Yang Wei inclina la tête et réfléchit un instant, puis dit : « Tu as dit que les barons de la drogue asiatiques que tu as contactés au sein du Grand Cercle ont été tués, et que leurs corps ont été retrouvés devant ta planque. Au même moment, les quatre responsables restés sur place ont tous été tués à l'extérieur… Bon, ne te précipite pas, analysons cela d'abord. » Elle me jeta un coup d'œil et hésita un instant : « Inutile de se précipiter maintenant… De plus, n'oublie pas, tu n'es pas encore le chef du Grand Cercle ! Le chef du Grand Cercle, c'est le Huitième Maître ! Tu n'es qu'un sous ses ordres. »

« Mais beaucoup de gars de l'atelier de réparation sont de bons frères pour moi », ai-je soupiré.

« Alors nous devons rester encore plus calmes. » Les yeux de Yang Wei s’illuminèrent, et elle sourit soudain : « C’est peut-être aussi une opportunité. »

Elle agita la main pour m'empêcher de parler et compta rapidement sur ses doigts : « C'est clairement une opération planifiée de longue date contre vous ! Premièrement, comment ont-ils retrouvé le trafiquant de drogue mort ? Comment ont-ils pu localiser précisément où il se trouvait ? Deuxièmement, les quatre responsables restants sont morts en même temps. Comment ont-ils pu synchroniser tout cela avec une telle précision ? Quatre responsables tués simultanément… c'est une coïncidence troublante ! Comment connaissaient-ils leurs déplacements, leurs itinéraires et même l'heure exacte ? Troisièmement… dites-moi.
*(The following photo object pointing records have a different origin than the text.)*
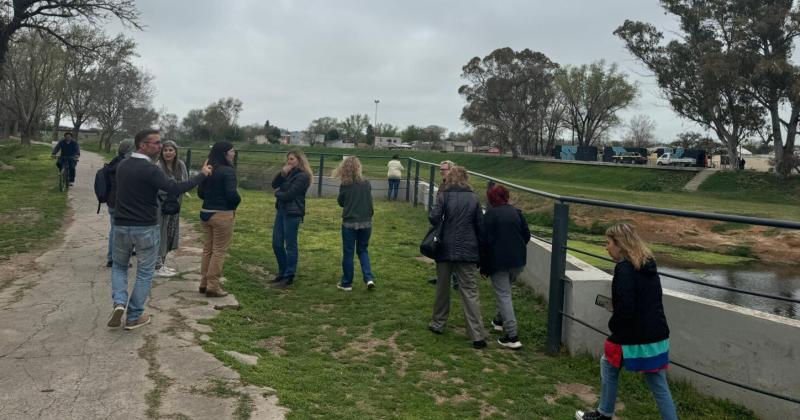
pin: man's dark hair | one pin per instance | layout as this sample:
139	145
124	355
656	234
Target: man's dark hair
140	136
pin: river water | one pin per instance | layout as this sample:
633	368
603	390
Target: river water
772	279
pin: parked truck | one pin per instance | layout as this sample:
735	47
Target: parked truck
668	159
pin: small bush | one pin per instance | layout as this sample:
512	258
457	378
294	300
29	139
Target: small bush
646	186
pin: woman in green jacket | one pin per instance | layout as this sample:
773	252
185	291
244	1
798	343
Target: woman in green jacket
355	198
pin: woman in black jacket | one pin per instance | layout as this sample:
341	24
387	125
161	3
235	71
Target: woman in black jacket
291	185
220	199
639	337
458	208
505	238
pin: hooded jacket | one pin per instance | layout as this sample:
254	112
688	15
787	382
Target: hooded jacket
638	316
463	221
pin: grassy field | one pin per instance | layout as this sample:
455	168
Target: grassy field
332	354
31	207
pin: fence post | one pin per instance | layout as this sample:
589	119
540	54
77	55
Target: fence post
321	169
558	263
188	159
408	181
416	186
430	188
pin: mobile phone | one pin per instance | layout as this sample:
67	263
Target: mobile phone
605	302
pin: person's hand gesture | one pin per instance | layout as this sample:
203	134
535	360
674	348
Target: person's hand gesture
206	169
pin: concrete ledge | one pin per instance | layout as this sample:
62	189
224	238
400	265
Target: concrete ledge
734	343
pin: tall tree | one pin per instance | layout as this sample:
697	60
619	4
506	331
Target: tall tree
30	85
505	92
701	73
640	132
593	95
53	18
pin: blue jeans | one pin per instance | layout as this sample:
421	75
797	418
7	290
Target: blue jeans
110	256
394	188
657	382
145	240
284	242
355	240
71	163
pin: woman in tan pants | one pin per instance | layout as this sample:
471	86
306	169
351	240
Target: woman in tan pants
220	200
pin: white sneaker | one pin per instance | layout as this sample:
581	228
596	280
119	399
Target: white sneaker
164	272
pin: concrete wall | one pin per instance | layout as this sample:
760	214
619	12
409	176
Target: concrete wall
734	343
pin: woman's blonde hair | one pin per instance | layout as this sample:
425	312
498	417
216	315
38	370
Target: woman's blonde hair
632	246
302	161
349	171
458	177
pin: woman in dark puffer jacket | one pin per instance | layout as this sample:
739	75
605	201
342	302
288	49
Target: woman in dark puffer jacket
458	208
290	185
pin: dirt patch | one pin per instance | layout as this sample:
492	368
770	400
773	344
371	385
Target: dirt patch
767	244
274	345
366	345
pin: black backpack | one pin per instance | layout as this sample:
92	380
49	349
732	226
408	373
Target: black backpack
102	185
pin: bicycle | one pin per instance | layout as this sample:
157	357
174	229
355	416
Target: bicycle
63	173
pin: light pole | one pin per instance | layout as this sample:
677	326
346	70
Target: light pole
376	117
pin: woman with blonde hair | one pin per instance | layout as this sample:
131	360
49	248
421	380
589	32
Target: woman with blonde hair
291	184
169	216
355	198
458	208
639	338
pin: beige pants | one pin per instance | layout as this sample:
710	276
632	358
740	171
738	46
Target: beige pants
217	234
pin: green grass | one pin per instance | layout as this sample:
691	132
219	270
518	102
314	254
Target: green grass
31	207
332	354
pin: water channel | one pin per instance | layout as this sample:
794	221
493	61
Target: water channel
781	280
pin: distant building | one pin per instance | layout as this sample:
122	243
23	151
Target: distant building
457	146
387	142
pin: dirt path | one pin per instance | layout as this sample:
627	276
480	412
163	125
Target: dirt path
59	360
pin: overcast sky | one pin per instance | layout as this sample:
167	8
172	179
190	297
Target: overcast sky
294	61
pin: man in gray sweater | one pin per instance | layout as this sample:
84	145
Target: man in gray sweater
136	225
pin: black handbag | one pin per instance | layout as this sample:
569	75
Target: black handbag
432	242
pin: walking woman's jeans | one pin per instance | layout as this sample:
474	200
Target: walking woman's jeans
145	240
284	242
501	282
110	256
657	382
355	240
394	188
217	234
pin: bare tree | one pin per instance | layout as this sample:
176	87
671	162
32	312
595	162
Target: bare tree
30	83
640	132
53	18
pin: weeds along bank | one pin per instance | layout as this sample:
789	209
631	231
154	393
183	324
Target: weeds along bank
369	355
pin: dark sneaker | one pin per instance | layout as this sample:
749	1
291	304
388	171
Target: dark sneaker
218	293
497	325
115	320
285	282
141	322
593	415
510	342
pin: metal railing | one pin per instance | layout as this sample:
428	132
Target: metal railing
559	242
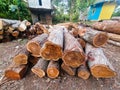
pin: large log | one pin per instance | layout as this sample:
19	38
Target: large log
108	26
73	53
94	37
52	50
34	45
53	69
16	72
69	70
21	57
98	63
40	68
83	72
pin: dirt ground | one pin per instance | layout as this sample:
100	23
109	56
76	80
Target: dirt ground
64	81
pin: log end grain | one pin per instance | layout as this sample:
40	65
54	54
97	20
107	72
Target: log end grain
51	51
102	71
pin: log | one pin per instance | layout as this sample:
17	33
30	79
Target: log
73	53
95	38
34	45
108	26
83	72
40	68
52	49
53	69
16	72
98	63
21	57
69	70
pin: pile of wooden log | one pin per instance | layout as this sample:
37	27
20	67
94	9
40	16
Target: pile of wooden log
78	54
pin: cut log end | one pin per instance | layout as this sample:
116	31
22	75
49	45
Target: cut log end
100	39
52	72
51	51
34	48
73	59
38	72
102	71
20	59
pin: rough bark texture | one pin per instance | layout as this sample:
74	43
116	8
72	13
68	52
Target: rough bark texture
52	50
73	53
69	70
15	72
40	68
83	72
94	37
99	65
108	26
34	45
53	69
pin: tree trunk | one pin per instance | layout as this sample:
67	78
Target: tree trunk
16	72
40	68
52	50
95	38
108	26
99	65
21	57
34	45
53	69
83	72
69	70
73	53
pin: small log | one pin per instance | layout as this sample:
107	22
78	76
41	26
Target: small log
21	57
52	49
34	45
40	68
53	69
83	72
16	72
95	38
73	53
99	65
69	70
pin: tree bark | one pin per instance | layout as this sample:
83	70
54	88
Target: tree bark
69	70
16	72
73	53
40	68
99	65
83	72
34	45
52	49
95	38
53	69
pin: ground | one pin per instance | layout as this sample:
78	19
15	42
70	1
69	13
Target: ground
64	81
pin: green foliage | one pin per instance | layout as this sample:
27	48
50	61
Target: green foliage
14	9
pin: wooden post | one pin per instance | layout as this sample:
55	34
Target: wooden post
99	65
40	68
73	53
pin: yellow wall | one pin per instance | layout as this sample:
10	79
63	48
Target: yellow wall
107	10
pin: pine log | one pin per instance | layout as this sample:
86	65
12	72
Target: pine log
53	69
69	70
83	72
40	68
108	26
73	53
98	63
21	57
16	72
52	49
95	38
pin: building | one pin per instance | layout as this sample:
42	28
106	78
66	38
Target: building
102	9
41	11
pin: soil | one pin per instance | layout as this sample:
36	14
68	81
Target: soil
64	81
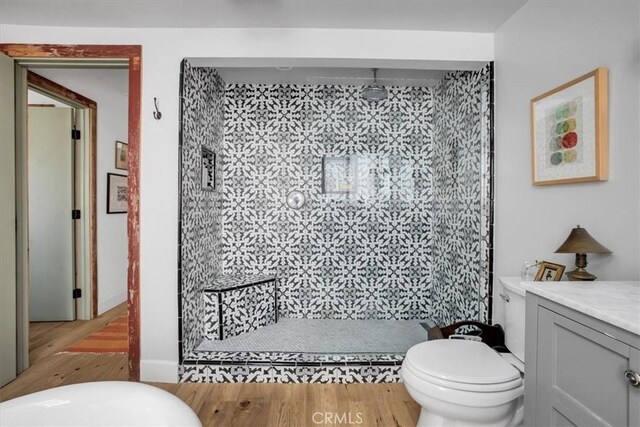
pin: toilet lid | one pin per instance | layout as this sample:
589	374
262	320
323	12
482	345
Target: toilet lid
461	361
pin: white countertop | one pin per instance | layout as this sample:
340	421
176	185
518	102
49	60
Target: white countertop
617	303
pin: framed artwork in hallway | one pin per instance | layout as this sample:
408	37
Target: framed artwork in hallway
569	132
122	154
117	189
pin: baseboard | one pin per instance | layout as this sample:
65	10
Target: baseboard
111	302
159	371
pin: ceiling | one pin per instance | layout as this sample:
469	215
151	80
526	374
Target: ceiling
329	76
425	15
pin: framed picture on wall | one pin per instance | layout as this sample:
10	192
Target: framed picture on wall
122	153
569	131
549	272
117	192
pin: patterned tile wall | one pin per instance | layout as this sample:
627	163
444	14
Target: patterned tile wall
462	191
361	255
201	126
412	242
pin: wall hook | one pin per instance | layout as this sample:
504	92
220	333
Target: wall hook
156	114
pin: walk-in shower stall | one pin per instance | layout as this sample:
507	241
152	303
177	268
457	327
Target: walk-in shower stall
322	231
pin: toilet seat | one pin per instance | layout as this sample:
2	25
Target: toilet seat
462	365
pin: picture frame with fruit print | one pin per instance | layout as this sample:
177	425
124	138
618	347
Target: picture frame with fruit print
569	131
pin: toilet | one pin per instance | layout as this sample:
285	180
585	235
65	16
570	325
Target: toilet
467	383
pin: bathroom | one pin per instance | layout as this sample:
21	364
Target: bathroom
390	235
341	230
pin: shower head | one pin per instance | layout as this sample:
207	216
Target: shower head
374	92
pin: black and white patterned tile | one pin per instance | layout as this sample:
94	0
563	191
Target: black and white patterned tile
201	127
461	185
289	374
359	255
411	242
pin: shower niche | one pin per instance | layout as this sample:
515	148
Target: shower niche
391	233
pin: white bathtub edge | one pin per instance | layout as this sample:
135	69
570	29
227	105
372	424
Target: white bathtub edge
159	371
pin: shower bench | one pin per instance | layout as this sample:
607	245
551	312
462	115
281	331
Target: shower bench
234	305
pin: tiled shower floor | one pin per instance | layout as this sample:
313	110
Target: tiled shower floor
326	336
308	351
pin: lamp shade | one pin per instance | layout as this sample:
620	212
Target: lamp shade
581	242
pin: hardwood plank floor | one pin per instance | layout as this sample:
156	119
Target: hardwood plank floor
250	405
49	369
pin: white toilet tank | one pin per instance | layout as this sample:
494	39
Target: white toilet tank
512	299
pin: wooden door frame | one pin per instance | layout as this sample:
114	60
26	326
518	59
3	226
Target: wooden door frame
45	85
133	54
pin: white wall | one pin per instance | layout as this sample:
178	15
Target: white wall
102	86
544	45
163	49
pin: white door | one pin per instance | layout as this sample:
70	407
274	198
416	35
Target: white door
51	252
7	223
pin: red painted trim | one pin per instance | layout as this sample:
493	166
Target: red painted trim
134	54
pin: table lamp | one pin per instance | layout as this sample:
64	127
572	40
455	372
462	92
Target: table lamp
581	243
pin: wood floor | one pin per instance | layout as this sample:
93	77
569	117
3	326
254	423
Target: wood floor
250	405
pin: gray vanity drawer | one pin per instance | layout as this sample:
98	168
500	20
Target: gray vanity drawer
580	375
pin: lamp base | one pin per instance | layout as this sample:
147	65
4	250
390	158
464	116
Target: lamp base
580	274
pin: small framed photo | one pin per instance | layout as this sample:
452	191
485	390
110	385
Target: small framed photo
208	172
117	193
549	272
122	155
339	174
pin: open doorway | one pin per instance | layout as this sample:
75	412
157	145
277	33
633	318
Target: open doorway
77	119
52	191
92	56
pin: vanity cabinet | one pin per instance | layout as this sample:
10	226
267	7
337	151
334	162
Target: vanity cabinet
579	370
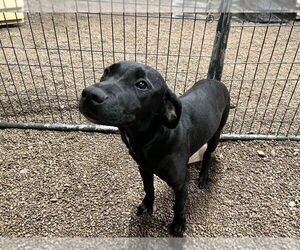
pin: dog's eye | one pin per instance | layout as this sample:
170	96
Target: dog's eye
141	85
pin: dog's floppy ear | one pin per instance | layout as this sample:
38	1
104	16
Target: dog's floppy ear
172	109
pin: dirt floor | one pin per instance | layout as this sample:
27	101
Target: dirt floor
68	184
86	184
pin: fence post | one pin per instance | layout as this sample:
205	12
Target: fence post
218	53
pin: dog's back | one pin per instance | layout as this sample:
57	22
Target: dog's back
203	108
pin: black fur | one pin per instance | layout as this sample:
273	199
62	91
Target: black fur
160	130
Hier soir, ces quatre responsables étaient avec vous… Les frères buvaient ensemble, mais il est sorti après avoir reçu un appel téléphonique ce soir-là et n'est pas revenu… Je pense qu'il faut enquêter sur cet appel. Et le quatrième point… » Yang Wei lâcha le tout d'une traite, les yeux brillants d'une lueur intense : « L'autre partie a pu calculer l'heure, l'itinéraire et le lieu avec une telle méticulosité. Tant de choses se sont produites simultanément, je ne crois pas à une coïncidence ! Je suis persuadée qu'il y a un traître parmi vous ! » Le sort du trafiquant de drogue décédé, celui des quatre gérants décédés, tout cela est suspect ! S'il y a un traître parmi nous, l'affaire est encore plus compliquée.

J'ai froncé les sourcils. En réalité, j'avais bien pensé à ce que disait Yang Wei, mais je n'ai pas sa finesse d'esprit. Je suis incapable d'énumérer les problèmes un par un aussi rapidement et rationnellement qu'elle…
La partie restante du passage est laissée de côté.